Em seguida mergulha-se na análise percorrendo-se os territórios da violência e
da criminalidade e a contribuição da ingerência política ao crime organizado.
Analisam-se as políticas de segurança públicas (ou o que se supõe que são em um
Estado que nunca definiu claramente); trata da contribuição da geografia no estudo,
prevenção e repressão à violência urbana; foca o trabalho especificamente em
Salvador, na sua desorganização espacial para descrever e analisar a contribuição
dos próprios espaços – favelas e invasões - para a violência e criminalidade. É uma
confirmação da necessidade de uma abordagem sistemática da segurança pública
muito maior que as ações das policias e que seja resultante do ordenamento espacial,
das ações de assistência social, de ações pró-ativas, preventivas e repressivas, sem o
que qualquer estudo nesta área deixa de ser coerente.

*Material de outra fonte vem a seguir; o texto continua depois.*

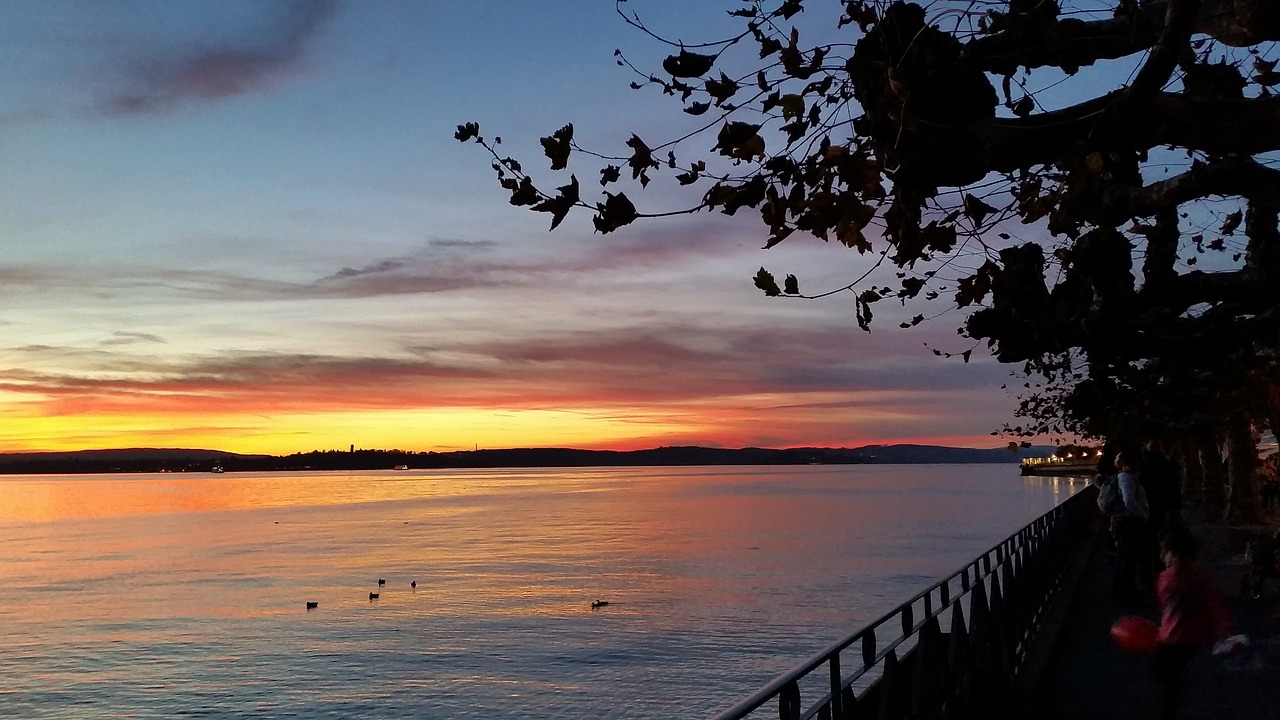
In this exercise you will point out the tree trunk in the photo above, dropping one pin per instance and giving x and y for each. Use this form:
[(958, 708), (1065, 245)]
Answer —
[(1193, 475), (1243, 506), (1214, 493)]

Posteriormente analisa a presença do crime organizado, ou do Estado
desorganizado e finalmente estuda a gestão da segurança pública e aponta para a
possibilidade dos territórios de paz.
Neste ponto o trabalho passa por uma inflexão para o campo da aplicabilidade
que é preciosa e merece ser elogiada pelo seu alinhamento com as correntes mais
modernas da ciência. Passa a dialogar com a essência do problema da segurança
pública – o Planejamento estratégico. Em uma rápida apresentação aponta a
possibilidade de empregar o diagnóstico, o levantamento e análise de risco, o
planejamento tático, o controle e avaliação para construir territórios de paz.
As considerações finais são lógicas e decorrentes do que foi apresentado. Este
trabalho é necessário à reflexão a respeito da Segurança Pública.